By Jennifer Griffiths | June 26, 2013
“Even in the midst of pain it is possible to live in that deep life-giving river of joy.” Jean Houston
Years ago I was studying abnormal psychology and decided I had everything in the textbook. Schizophrenia, psychosis, neurosis, perhaps even a simple personality… there was obviously no hope for me. I may as well just slit my own wrists. Then I walked into the canteen and spotted a photographic display – beautiful black and white images from a squatter camp near Cape Town.
The thing that shocked me the most about the images was not the squalor or poverty but the fact that everyone looked so happy. They had nothing. They were living in shacks made from bits of scrap material and plastic bags. Yet each face was joyful, even radiant. I walked away from that exhibition deeply humbled but also transformed. It cured me instantly of my own self imposed misery.
Often we are so focused on what’s not working in our lives that we forget all the good things we have. Or the magic of just being alive – full moon rising, birds song, a baby’s smile…
Thought I’d share with you something I’m exploring at the moment – a process by Jean Houston for bringing more joy into your life.
Jean says “The absence of joy is one of the reasons so many of us are sick.
Practicing joy minute by minute hour by hour day by day will help us discover how to transmute that cloud of pain that surrounds the Earth into mindful delight. We serve the Earth by practicing joy..”
The Eightfold path to Joy
Here are Jean Houston’s 8 steps:
“Each step is like walking on a lotus blossom. You walk from one beautiful petal to another.” JH
1 Joyful belief. Joy is the primary element in all creation. We’re hardwired for happiness.
2. Joyful awareness – look for it in everything, Expect it. Joy increases exponentially as it is recognized.
3. Joyful acknowledgment – feel and appreciate it through every pore, breath, bone.
4. Joyful dedication – align with our deepest purpose and values
5. Joyful remembrance – Harvest the good things we have done. Build a joy bank of good memories.
6. Joyful transformation. Mindfulness leads us to transmute pain. Take a 1minute vacation from suffering.
7. Joyful presence.

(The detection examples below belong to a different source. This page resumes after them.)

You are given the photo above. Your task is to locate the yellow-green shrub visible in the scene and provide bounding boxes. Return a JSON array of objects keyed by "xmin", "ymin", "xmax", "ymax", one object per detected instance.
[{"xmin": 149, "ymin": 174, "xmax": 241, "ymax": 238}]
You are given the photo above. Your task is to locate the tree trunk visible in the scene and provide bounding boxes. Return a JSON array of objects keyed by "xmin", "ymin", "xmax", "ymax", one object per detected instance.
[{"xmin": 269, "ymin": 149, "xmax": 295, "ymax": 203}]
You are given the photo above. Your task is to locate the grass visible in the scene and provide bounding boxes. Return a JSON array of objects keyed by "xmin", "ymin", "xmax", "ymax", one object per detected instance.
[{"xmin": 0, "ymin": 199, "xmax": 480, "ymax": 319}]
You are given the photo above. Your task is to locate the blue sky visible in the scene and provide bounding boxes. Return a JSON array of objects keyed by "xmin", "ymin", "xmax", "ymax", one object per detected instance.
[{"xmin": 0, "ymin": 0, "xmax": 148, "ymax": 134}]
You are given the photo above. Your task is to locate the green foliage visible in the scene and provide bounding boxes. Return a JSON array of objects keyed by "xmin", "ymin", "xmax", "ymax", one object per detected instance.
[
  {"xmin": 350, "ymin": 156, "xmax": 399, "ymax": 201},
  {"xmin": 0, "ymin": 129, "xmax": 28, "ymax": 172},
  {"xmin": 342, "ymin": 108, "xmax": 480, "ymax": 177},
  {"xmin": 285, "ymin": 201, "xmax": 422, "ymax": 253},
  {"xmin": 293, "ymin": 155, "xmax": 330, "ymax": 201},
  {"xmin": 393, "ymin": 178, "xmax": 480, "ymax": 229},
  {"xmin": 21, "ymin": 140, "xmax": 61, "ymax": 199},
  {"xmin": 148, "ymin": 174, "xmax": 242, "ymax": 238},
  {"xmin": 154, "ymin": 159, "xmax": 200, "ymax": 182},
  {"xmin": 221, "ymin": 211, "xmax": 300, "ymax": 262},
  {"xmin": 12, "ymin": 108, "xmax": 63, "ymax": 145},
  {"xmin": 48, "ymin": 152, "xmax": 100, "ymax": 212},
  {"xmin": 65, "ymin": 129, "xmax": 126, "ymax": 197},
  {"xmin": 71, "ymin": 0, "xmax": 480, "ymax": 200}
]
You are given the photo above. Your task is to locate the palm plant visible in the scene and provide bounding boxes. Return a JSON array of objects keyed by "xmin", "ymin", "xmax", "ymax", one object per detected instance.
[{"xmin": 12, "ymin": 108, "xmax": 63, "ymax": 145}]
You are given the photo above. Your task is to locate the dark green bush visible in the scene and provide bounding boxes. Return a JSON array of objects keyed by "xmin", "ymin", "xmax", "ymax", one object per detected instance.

Even in the midst of pain it is possible to live in that deep life-giving river of joy.
If someone you know is suffering, learn compassionate listening
8. Joyful service – Do whatever you are doing with joy. Even if it seems boring or unimportant. This shifts things for you rapidly.
Jean asks, “What can you do in your own life to be a social artist? How can you bring hope to others?”
or as poet Mary Oliver puts it, “What is it that you plan to do with your one wild and precious life?”